Zoom sur la non-conformité d’un tiers des ralentisseurs

Des ralentisseurs non conformes

Ennemis jurés des amortisseurs de voitures, les ralentisseurs – dos d’âne dans le langage courant – servent normalement à inciter les conducteurs à ralentir. Toutefois, certains s’apparentent plus à des obstacles ou sont tout simplement mal signalés. Le magazine Auto Plus a ainsi révélé une enquête montrant qu’un tiers des ralentisseurs ne seraient pas conformes aux normes, donc jugés illégaux.

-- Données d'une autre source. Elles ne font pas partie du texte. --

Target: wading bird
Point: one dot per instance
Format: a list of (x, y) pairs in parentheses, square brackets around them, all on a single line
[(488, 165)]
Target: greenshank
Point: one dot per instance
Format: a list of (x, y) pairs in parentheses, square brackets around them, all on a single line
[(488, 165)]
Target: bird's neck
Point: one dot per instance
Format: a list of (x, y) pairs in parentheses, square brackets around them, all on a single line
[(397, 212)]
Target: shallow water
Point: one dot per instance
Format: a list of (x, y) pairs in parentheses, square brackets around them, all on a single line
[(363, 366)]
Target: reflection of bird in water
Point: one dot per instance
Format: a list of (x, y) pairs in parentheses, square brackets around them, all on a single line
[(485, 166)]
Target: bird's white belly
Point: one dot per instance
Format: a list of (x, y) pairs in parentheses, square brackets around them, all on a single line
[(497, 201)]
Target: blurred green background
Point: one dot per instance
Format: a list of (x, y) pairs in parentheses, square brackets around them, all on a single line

Une législation très stricte

Les ralentisseurs répondent à des normes concernant leur taille, leur emplacement, etc. Pour commencer, les dos-d’âne ne doivent être installés que dans les zones limitées à 30 km/h. De même, ils ne peuvent pas dépasser dix centimètres de hauteur et sont interdits sur les voies en pente, dans les virages et sur les routes desservies par les transports en commun. A noter que toutes ces règles sont inscrites dans le décret de 1994. Cependant, le magazine Auto Plus est allé examiner les 300 ralentisseurs de 23 communes de France : il s’est avéré qu’un tiers de ces installations n’est pas conforme à la législation.

 Des ralentisseurs mal signalés, trop haut, trop court.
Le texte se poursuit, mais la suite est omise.